[CLUE-Tech] host -l and subdomains, reverse DNS
David Anselmi
anselmi at americanisp.net
Fri Aug 8 18:47:37 MDT 2003
Keith Christian wrote:
[...]
>
> The thing still failing is the reverse zone, neither "host 192.168.1.153" nor
> "dig 192.168.1.153" succeeds:
Seems that it should be dig ptr 153.1.168.192.in-addr.arpa. Host turns
it around for you.
[...]
> I have checked the reverse zone file and it looks OK. (I'm using examples
> from the RHCE certification book.)
I can think of two possibilities. Either your zone file is wrong or
you're asking the wrong name server. Here's what dig shows me:
me at myhost:~$ dig ptr 153.1.168.192.in-addr.arpa.

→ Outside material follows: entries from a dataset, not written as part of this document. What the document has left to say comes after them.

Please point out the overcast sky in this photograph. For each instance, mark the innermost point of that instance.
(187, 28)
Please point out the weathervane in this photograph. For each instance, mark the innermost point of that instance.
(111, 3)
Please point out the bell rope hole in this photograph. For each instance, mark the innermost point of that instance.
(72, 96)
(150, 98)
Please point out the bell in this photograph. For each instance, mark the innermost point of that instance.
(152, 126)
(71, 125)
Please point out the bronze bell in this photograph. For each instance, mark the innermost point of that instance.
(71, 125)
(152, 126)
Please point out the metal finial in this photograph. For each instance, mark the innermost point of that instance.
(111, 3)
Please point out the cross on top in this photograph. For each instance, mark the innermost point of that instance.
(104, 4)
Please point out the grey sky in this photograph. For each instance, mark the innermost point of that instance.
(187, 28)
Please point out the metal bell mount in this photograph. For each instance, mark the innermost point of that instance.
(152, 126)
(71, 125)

; <<>> DiG 9.2.2 <<>> ptr 153.1.168.192.in-addr.arpa.
;; global options: printcmd
;; Got answer:
;; ->>HEADER<<- opcode: QUERY, status: NXDOMAIN, id: 31108
;; flags: qr rd ra; QUERY: 1, ANSWER: 0, AUTHORITY: 1, ADDITIONAL: 0
;; QUESTION SECTION:
;153.1.168.192.in-addr.arpa. IN PTR
;; AUTHORITY SECTION:
168.192.in-addr.arpa. 6917 IN SOA prisoner.iana.org.

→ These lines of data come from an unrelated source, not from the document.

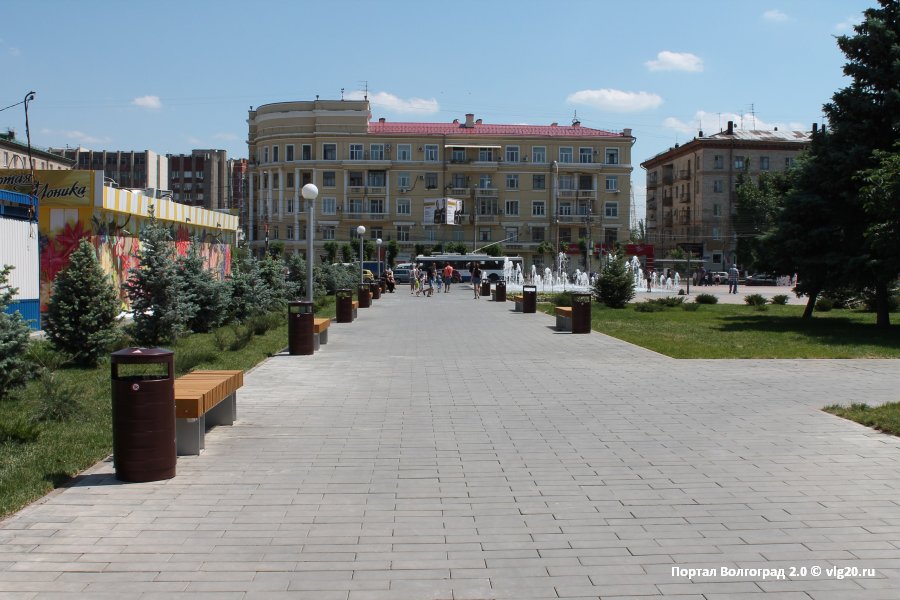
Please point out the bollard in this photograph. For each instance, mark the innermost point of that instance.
(143, 416)
(301, 340)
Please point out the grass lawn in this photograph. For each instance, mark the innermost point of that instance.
(741, 331)
(885, 418)
(36, 457)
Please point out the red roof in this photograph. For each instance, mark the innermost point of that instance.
(484, 129)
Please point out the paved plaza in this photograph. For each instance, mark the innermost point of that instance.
(447, 448)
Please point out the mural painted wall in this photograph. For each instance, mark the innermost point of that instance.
(73, 205)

hostmaster.root-servers.org. 2002040800 1800 900 604800 604800
;; Query time: 31 msec
;; SERVER: 63.122.16.3#53(63.122.16.3)
;; WHEN: Fri Aug 8 18:40:07 2003
;; MSG SIZE rcvd: 124
You can see from the SERVER line where the query went. You can see that
the server went looking for the record, found the authority, and was
told NXDOMAIN.
If you don't manage to query your name server, the one you do get has no
way to find you an answer (for an RFC-1918 address). If dig tells you
it can't contact a server, probably you're asking the wrong one.
Can you run dig like I did, and does that help at all?